Domenica della Samaritana (CSP)
Nella liturgia, la seconda Domenica di Quaresima è designata come la “Domenica della Samaritana”, ispirata al racconto di Giovanni 4,5-42. Gesù, di ritorno dalla Giudea alla Galilea, sceglie di evitare la via più breve attraverso la valle del Giordano, optando per il sentiero più arduo della Samaria. Una scelta che trascende la geografia, un atto di sfida alle ostilità tra Giudei e Samaritani. Stanco e assetato, giunge così al pozzo di Sicar.
Il Vangelo di Giovanni annota con precisione che era mezzogiorno, il sole allo zenit. È un’immagine potente: un Dio che sceglie il cammino più arido per incontrare i lontani nell’ora più calda. Un’eco dell’invito di Papa Francesco a una “Chiesa in uscita”, un segno tangibile della spiritualità che radica la Compagnia di San Paolo.
Il pozzo di Giacobbe, profondo, diviene il teatro di un dialogo che scava nelle profondità dell’anima. Gesù abbatte muri invisibili: un rabbino di Nazaret che si rivolge a una donna, samaritana, con un passato segnato da cinque matrimoni. Barriere che i discepoli, affamati e ancorati al presente, non riescono a comprendere. “Alzate i vostri occhi e guardate i campi, già biondi per la mietitura”, esorta Gesù. Andate oltre l’immediato, scoprite i colori di terre nuove ed eterne. Chi semina nello spirito, dallo spirito raccoglierà i frutti dell’eternità.

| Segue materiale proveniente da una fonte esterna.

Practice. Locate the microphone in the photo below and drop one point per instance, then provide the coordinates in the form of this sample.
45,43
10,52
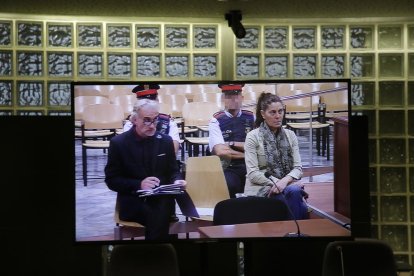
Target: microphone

La donna, dimentica della sua anfora, corre sotto il sole cocente del mezzogiorno ad annunciare ai suoi l’incontro con un uomo che ha saputo guardare lontano, un uomo che potrebbe essere il Messia. Il Regno, in fondo, inizia quando nell’anima sboccia il profumo della primavera. Dovremmo abbandonare questo cristianesimo invernale, che ci confina nelle sacrestie, e uscire a incontrare l’umanità sotto il sole alto, portando la speranza in un mondo stanco e sfiduciato. Questa è la Chiesa che Papa Francesco ci chiama a essere, la Chiesa della CSP, una Chiesa che non teme la diversità.